Después de la publicación de este artículo se publican al menos quince más debatiendo el tema. La mayoría de ellos por parte de biólogos y académicos desmembrando y comprobando incorrectas las proposiciones de Fernando Zamora. Otros, en cambio, llegan a atacar a la evolución a tal punto de que la culpan por el racismo y la eugenesia. El debate es confuso y desordenado ya que abarca temas de ciencia, religión, ética y educación, con el lado del diseño inteligente sin comprender qué es teoría, ciencia, evidencia o verdad, argumentando desesperada y falazmente con tal de persuadir sobre la necesidad de un creador.
El artículo de Fernando Zamora es argumentativamente débil y deshonesto, intentando aprovechar "evidencia científica" para ganar adherentes a una filosofía que no lo es. Así que bajo su propio mérito no debería ser publicado. Aún así, sin respeto a los estándares de calidad que algunos lectores esperamos, Julio Rodríguez se dio la tarea de fomentar este debate, ¿por qué?
Dudo que el editor crea que el "diseño inteligente" sea una teoría científicamente válida, pero posiblemente le parece que hay un segmento considerable de la población costarricense que comparte la posición de Fernando Zamora sobre este tema y merece ser escuchado y su posición refutada públicamente. Pero a pesar de que quede muy claro para algunos de nosotros las verdaderas intenciones y la ignorancia de Fernando Zamora, me parece que el mensaje que da un debate público de este tipo a la población en general es otro.

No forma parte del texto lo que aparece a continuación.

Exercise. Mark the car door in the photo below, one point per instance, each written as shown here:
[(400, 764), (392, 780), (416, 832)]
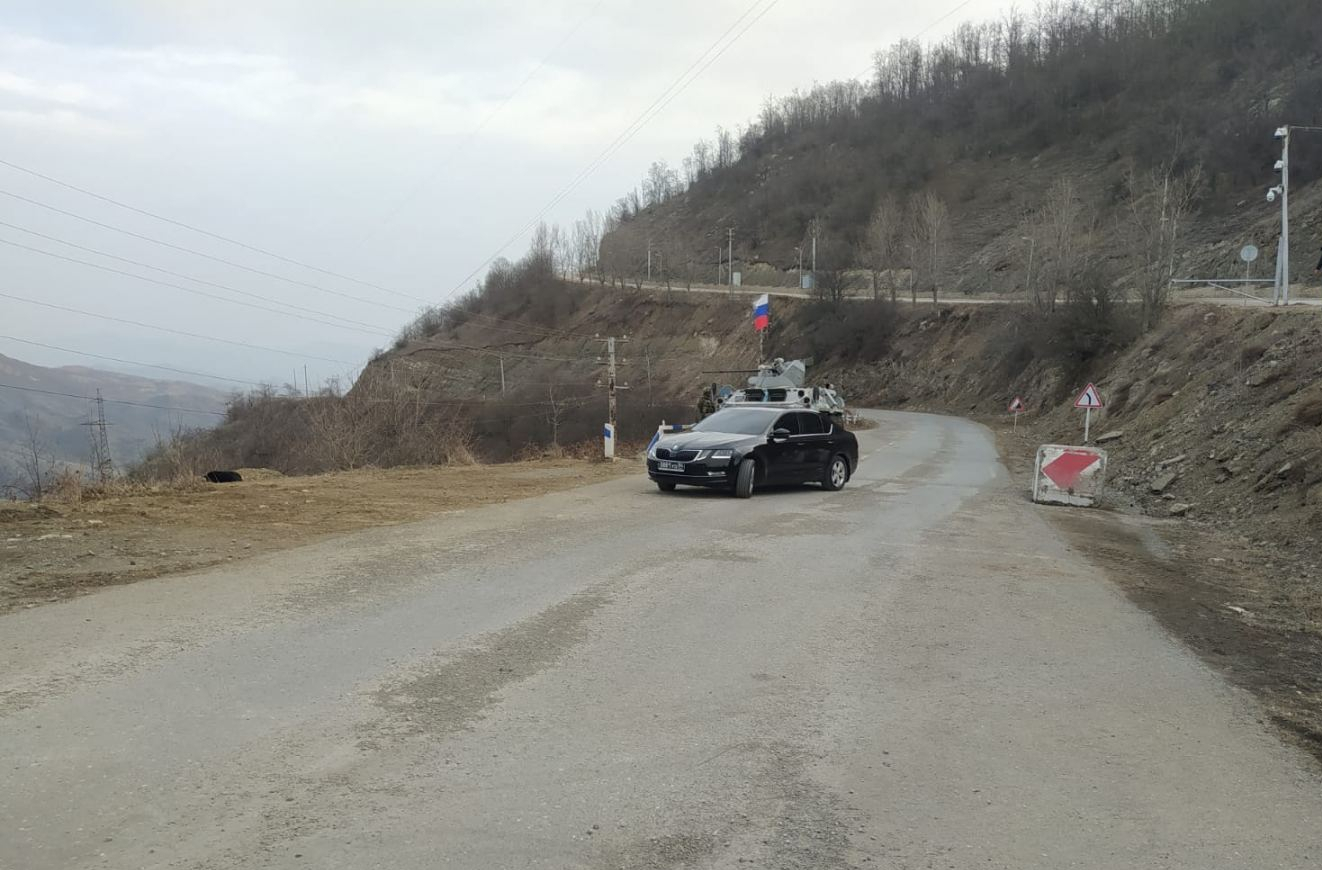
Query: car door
[(784, 458), (815, 446)]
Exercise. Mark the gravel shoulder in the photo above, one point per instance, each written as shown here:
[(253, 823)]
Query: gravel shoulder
[(919, 671), (1251, 611)]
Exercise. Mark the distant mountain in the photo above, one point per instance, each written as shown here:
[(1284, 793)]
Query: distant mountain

Como medio de comunicación La Nación tiene autoridad y se presume que las opiniones presentadas en el diario, por más que sean contrarias a las de los editores, son opiniones válidas y justificables. De cierta manera, la sección de opinión debe ser un ejemplo para fomentar el debate de temas relevantes entre el pueblo. Siendo este el caso, no me sorprendería que muchas personas, con un pensamiento que no ha sido entrenado para ser lo suficientemente crítico, lleguen a la conclusión de que existe en los círculos científicos y académicos un debate (reflejado en La Nación) entre el origen del hombre, con dos posiciones válidas (la evolución y el diseño inteligente) sobre una pregunta a la cual todavía no tenemos respuesta concreta: ¿cuál es nuestro origen? La verdad, por supuesto, es otra.
Lawrence Krauss ha sugerido que la estrategia del Discovery Institute (mayor proponente del diseño inteligente en los EEUU) es precisamente generar la ilusión controversia donde no la hay, hacer creer al público que existe tal cosa como un debate científico entre la evolución y el diseño inteligente para luego explotar valores como la honestidad y la igualdad para llevar su propaganda religiosa a las escuelas: "enseñar sólo evolución es dogmático, deberíamos educar también sobre la controversia." Desgraciadamente, mediante la publicación de este debate, La Nación ha caído en la trampa y le ha hecho un favor al diseño inteligente: le ha dado la impresión a muchas personas de que existe tal controversia.
A muchos les puede parecer benigno lo que piense el público acerca de este tema pero no hay que olvidar que en una democracia como la nuestra la opinión pública es de suma importancia. Así, alterar la mentalidad popular de tal manera que esta se preste para facilitar un programa político-religioso con consecuencias potencialmente desastrosas para la educación nacional debe ser evitado.
En conclusión, La Nación debería ser más conciente del impacto social que puede tener y debería ser más cuidadosa con lo que publica. No estoy pidiendo que se censuren opiniones, sino falsedades.